Quiz 5 Flashcards

Question 1

Q

Definitions of MDPs (states/actions/environment)

Answer

A

An MDP consists of

States (full system description),

Actions (choices at each state), a

Transition Model (probability of next state given action),

Reward Function (reward for actions), and a

Policy (mapping from states to actions).

Question 2

Q

Dynamic programming methods for solving MDPs

Answer

A

Policy evaluation computes value of a policy,

policy improvement updates actions based on value,

policy iteration alternates between evaluation and improvement, and

value iteration updates values directly.

All aim to find optimal policies.

Question 3

Q

Exploration vs. exploitation

Answer

A

Exploration is trying new actions to learn their rewards, while

exploitation uses known good actions.

Balancing them is crucial in RL.

Question 4

Q

Challenges of RL

Answer

A

RL challenges include:

high variance,
sample inefficiency,
stability issues,
delayed rewards,
exploration-exploitation trade-offs, and
partial observability.

Question 5

Q

DQN/REINFORCE

Answer

A

DQN uses neural networks to approximate Q-values with experience replay and target networks for stability.
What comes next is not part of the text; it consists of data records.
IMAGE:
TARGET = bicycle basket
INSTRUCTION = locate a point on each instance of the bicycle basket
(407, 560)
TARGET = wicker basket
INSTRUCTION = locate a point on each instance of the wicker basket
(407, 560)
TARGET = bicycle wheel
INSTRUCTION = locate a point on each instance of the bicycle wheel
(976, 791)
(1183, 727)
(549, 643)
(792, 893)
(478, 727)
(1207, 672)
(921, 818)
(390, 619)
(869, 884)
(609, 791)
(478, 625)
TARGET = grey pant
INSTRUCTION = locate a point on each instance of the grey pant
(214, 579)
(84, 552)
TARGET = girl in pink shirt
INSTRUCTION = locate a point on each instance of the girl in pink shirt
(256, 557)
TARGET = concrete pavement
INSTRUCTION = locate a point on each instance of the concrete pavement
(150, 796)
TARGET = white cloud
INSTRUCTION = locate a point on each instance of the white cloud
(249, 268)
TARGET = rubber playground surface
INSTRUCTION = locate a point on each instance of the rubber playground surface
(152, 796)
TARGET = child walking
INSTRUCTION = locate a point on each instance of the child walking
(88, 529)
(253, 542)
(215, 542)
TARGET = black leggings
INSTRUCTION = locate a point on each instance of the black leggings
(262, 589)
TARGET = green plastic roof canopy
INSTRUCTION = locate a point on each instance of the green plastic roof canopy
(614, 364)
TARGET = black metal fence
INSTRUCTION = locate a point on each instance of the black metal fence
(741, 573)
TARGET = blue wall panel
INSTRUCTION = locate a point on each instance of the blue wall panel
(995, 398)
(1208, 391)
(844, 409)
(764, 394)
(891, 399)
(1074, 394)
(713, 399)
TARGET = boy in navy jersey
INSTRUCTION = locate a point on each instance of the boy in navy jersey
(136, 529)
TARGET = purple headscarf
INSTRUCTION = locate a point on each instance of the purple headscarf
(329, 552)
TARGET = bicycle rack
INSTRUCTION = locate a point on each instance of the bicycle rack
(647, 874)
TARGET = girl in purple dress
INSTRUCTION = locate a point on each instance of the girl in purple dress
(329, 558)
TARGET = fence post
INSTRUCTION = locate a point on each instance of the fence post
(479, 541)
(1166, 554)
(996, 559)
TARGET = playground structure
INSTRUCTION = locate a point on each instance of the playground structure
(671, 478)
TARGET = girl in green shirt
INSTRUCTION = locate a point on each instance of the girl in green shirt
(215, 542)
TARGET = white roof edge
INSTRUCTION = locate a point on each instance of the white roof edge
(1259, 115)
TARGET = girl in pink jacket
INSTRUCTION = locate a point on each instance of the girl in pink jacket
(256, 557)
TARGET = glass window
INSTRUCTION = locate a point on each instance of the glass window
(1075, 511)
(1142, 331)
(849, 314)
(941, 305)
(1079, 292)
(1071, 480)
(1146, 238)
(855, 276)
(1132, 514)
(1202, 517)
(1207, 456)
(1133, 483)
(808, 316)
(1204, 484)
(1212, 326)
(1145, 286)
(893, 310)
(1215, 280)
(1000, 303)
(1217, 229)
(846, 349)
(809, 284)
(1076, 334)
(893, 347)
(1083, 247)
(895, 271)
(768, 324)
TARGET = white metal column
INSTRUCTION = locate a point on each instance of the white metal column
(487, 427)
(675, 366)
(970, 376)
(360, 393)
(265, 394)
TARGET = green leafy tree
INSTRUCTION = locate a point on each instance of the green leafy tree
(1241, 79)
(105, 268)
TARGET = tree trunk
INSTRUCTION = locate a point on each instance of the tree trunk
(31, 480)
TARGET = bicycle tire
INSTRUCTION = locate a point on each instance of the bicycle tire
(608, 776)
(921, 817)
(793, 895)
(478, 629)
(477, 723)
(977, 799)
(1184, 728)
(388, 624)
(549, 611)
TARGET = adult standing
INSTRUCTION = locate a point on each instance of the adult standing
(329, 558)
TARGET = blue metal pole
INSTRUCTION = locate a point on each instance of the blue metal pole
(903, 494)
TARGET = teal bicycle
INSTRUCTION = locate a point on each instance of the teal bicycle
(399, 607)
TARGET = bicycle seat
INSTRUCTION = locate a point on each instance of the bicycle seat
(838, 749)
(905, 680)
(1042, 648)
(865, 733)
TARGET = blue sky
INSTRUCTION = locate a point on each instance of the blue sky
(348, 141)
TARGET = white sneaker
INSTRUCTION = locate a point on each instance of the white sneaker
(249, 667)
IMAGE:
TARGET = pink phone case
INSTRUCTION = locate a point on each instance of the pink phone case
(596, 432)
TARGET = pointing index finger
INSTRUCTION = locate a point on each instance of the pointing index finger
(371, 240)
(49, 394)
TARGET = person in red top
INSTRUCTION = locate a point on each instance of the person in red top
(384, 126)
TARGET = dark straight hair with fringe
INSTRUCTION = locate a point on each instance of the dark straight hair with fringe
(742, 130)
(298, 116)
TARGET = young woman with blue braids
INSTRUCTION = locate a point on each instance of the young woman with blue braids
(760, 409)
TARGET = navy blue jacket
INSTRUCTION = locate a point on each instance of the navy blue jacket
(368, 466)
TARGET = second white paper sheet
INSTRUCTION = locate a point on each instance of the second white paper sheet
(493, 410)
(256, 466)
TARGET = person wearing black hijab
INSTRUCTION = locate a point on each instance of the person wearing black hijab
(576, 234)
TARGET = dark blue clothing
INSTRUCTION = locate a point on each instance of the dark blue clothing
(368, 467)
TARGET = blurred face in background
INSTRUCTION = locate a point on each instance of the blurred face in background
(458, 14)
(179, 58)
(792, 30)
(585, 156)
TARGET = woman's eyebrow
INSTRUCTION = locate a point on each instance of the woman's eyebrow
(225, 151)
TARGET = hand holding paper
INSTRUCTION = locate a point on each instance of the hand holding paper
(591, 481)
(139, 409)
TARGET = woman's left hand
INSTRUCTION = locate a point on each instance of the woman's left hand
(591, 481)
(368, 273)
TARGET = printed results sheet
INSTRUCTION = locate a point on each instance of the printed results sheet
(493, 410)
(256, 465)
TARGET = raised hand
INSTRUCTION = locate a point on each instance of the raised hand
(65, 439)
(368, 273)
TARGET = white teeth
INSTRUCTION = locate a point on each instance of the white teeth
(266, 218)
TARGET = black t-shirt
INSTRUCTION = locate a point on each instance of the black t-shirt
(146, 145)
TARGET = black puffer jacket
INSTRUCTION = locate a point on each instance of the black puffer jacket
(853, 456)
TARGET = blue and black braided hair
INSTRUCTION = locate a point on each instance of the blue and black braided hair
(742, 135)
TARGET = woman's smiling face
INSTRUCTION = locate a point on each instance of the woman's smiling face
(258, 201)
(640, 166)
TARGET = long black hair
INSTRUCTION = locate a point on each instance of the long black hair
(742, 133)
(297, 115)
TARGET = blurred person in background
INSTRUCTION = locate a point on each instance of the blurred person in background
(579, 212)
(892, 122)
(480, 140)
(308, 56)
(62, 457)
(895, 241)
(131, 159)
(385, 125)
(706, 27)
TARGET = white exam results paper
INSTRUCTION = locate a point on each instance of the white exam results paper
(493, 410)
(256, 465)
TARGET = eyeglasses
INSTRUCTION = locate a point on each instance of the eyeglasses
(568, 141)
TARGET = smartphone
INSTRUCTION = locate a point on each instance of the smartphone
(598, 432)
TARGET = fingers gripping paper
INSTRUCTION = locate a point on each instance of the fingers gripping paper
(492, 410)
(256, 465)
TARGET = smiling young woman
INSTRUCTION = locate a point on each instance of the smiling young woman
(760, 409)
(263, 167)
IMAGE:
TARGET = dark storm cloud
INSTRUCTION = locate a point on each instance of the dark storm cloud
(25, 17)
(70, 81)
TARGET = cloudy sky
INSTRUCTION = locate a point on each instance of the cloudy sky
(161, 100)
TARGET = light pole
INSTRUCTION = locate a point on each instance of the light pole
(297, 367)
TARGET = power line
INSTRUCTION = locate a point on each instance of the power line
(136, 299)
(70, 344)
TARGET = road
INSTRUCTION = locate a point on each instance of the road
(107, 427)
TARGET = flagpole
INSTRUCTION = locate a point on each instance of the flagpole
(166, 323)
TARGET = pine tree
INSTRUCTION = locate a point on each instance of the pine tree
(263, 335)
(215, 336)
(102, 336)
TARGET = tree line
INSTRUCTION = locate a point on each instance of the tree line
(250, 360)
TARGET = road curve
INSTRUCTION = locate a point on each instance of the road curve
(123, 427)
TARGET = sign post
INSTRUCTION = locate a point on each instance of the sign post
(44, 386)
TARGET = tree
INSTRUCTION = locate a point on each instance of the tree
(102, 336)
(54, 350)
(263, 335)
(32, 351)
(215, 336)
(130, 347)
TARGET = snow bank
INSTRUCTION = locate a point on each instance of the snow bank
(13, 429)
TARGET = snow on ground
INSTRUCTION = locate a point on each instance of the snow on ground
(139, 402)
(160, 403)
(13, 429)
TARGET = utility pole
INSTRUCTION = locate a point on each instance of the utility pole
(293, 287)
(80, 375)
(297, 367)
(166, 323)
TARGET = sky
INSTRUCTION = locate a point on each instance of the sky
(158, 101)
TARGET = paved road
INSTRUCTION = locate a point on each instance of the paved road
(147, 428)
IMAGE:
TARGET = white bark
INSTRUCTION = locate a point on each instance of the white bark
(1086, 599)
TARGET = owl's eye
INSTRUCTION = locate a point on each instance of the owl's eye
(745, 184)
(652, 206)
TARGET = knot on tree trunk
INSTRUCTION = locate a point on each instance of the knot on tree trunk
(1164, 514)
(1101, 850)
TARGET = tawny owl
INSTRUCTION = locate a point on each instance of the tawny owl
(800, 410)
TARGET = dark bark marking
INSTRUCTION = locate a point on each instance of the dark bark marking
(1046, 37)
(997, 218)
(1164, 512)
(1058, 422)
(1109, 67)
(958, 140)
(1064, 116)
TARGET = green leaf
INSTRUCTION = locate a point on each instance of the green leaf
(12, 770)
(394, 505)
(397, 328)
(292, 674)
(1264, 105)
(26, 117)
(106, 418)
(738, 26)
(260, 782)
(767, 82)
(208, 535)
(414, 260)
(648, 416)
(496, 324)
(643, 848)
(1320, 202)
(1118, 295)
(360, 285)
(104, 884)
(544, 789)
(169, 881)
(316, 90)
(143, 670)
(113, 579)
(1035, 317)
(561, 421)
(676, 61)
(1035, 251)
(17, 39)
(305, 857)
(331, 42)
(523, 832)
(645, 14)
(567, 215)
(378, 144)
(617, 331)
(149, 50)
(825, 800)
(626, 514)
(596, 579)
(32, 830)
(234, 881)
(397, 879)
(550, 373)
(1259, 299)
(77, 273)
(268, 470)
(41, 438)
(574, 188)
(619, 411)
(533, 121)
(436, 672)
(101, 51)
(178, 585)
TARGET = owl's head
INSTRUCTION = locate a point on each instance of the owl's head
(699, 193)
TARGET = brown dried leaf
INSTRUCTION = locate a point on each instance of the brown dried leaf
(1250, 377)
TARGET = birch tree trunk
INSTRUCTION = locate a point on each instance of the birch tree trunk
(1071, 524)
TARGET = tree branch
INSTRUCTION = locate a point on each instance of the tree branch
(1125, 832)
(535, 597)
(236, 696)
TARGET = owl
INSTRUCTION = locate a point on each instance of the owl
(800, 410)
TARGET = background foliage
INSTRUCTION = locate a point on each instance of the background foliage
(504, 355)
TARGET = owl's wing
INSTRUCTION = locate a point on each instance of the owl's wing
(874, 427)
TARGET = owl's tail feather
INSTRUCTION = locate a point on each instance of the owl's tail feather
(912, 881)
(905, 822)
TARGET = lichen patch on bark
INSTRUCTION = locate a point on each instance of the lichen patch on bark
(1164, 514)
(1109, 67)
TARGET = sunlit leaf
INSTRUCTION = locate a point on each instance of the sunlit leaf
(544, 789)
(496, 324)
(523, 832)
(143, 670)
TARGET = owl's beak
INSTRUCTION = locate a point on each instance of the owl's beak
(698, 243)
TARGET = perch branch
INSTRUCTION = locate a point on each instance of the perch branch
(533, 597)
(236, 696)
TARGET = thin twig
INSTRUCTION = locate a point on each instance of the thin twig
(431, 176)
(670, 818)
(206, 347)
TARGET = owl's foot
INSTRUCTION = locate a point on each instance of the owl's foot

REINFORCE uses Monte Carlo policy gradients, directly optimizing expected reward.

Question 6

Q

Policy gradients derivation

Answer

A

Policy gradients use the log-derivative trick to express gradients as an expectation, enabling estimation via samples.

The final form is a sum over time of the gradient of log probability times reward.

Question 7

Q

Difference between types of learning (semi-supervised, few-shot, self-supervised) and what type of data they assume

Answer

A

Semi-supervised uses small labeled and large unlabeled data, few-shot learns from very few labeled examples, and self-supervised uses unlabeled data with pseudo-labels.

Question 8

Q

Types of self-supervised tasks and inputs/outputs/losses

Answer

A

Self-supervised tasks include contrastive learning, pretext tasks like rotation prediction, and patch ordering.

Inputs are raw data, outputs are generated pseudo-labels, and losses include contrastive, cross-entropy, or triplet loss.

Question 9

Q

GANs and VAEs: Process of training, objectives/losses, and how they work

Answer

A

GANs train a generator and discriminator in a minimax game to create realistic samples without explicit density.

VAEs learn latent spaces with encoder-decoder networks, optimizing

ELBO to balance reconstruction and latent regularization.